Error Handling in Content Sources
Within a Content Source, you can fetch data two different ways: either with resolve
or fetch
. Any Content Source using resolve
does not require any Error Handling, as PageBuilder Engine makes the call and also forwards the errors appropriately. Any Content Source using fetch
must include appropriate error handling, otherwise the results impact caching, serve stale might not work, and you could expose sensitive data.
Impact
Caching and serve stale
Both caching and serve stale have the same root cause. If you don’t handle your errors correctly and return a success (200
) message on your Content Source, even though an error occurred, then both PageBuilder Engine and CDN presume that the Content Source returned new, valid data and save it in the cache as well as return it directly to use in the system.
Now, either an Object with error information has been returned or something else obscure that the Feature Pack code cannot handle.
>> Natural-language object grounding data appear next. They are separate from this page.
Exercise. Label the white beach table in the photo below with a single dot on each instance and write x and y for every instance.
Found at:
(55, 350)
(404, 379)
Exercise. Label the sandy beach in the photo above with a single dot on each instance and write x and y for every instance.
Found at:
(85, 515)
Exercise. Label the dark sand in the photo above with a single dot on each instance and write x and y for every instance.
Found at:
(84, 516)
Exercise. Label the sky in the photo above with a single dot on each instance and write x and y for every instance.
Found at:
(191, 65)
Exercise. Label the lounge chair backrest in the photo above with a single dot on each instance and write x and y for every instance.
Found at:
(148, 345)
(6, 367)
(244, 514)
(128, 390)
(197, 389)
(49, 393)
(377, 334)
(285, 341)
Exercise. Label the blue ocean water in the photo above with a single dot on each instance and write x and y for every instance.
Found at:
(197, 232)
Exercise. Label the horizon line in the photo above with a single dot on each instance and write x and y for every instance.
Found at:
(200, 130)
Components might break and usually some part of the page doesn’t render. That issue lasts until the cache runs out naturally and the next truly successful request has been made. The length of falsely-returned success content is based on the TTL set in the Content Source, page caches TTL, and other factors, such as our Extended TTLs through Web Delivery.
The response should not be to set all TTLs as low as possible. Instead, and more efficiently, you must be confident in your error handling.
Exposing sensitive data
Exposing sensitive data is always an important topic because exposing credentials or other sensitive data poses a great risk. If the response is directly throwing errors, most likely all headers and request URLs are exposed in the logs. That usually includes credentials, keys, secret tokens, and other sensitive data.
The data is exposed in only PageBuilder Engine logs, not to the end user directly. But we commonly forward the logs through Kinesis Event Streams, which then is open to how the client protects this data.
As a general rule, you should not expose any sensitive data in the logs.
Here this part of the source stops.